Increasingly disinterested in my date, I made friends with an older and married gay couple at the bar. They fed me a marshmallow and thought I was so charming. Patrick was impressed. I wanted to take both of these gray-haired gay men home with me. This is just further proof that I am a homosexual male.
I bought a drink and we talked. Mostly about siamese twins. Again. He seems quite fascinated. I couldn’t really carry a conversation about conjoined babies past what I’d already said in our online messaging, so I bid him adieu after an appropriate amount of time (as in, “I gave him a chance but now I need to say goodbye to Patrick and his girlish rack”).
I never heard from Patrick again. I was okay with that. That is, until he texted me three weeks later to ask if I got home safely. Yes, really. I could have died on the way home and he wouldn’t have known. I told him this. He said, “Yeah, I guess I turned the three-day rule into the three-week rule.” Sucks, man.

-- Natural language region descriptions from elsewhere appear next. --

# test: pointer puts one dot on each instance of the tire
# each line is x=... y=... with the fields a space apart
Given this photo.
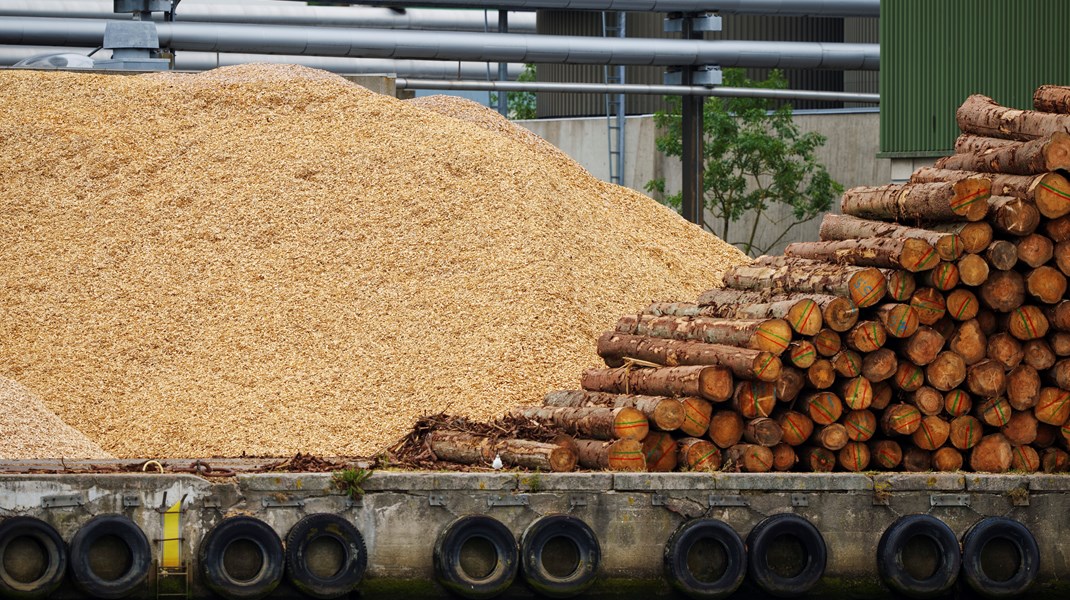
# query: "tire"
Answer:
x=678 y=570
x=761 y=541
x=54 y=552
x=999 y=528
x=452 y=573
x=82 y=544
x=889 y=556
x=354 y=556
x=231 y=585
x=533 y=544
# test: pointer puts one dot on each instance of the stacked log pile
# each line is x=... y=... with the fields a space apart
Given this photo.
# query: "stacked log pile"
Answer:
x=928 y=329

About a week into my Ok Cupid adventure, I was receiving some pretty boring messages. My inbox was full of “Hi”, “What’s Up”, and “How you doin’?” But many of the men behind these lame quips were far older than me, far shorter than me, or unclothed. Needless to say, they didn’t receive responses back from me.
That is, until Daniel messaged me. I wish I could tell you why I replied but honestly I have no idea. He seemed attractive and interesting. He wanted to be a writer and moved from Alabama to LA to pursue his dream. He was a soccer player in college and clocked in at 6 foot 3. What’s not to like? Perhaps his first message (below). But I decided to ignore that fact.
“Pretty hot”? Obviously my careful photo selection paid off!
Daniel asked me to hang out on Labor Day. I headed down to Santa Monica to meet him at a bar. We spent a long time chatting and playing Quizzo (they call it bar trivia here. Alrighty.) It was technically my first real date so I did my best to be, um, flirty. A tap on the arm and a giggle here and there. I even wore a dress. But conversation got stale and when Daniel remarked that my tattoo seemed dumb, I knew it wasn’t a love connection. Daniel didn’t agree though. We never saw each other again but he continues to text me months later. Usually drunk. Sometimes sober. I started to think he was going to stalk me down and kill me (a la Craigslist Killer) so I tried to disappear for a while. Sometimes I’ll respond, though. I’m not THAT mean of a person.
While I don’t plan to see him again and I still think he might murder me, I’m proud to say a boy finally bought me a cheeseburger. I’m totally dating!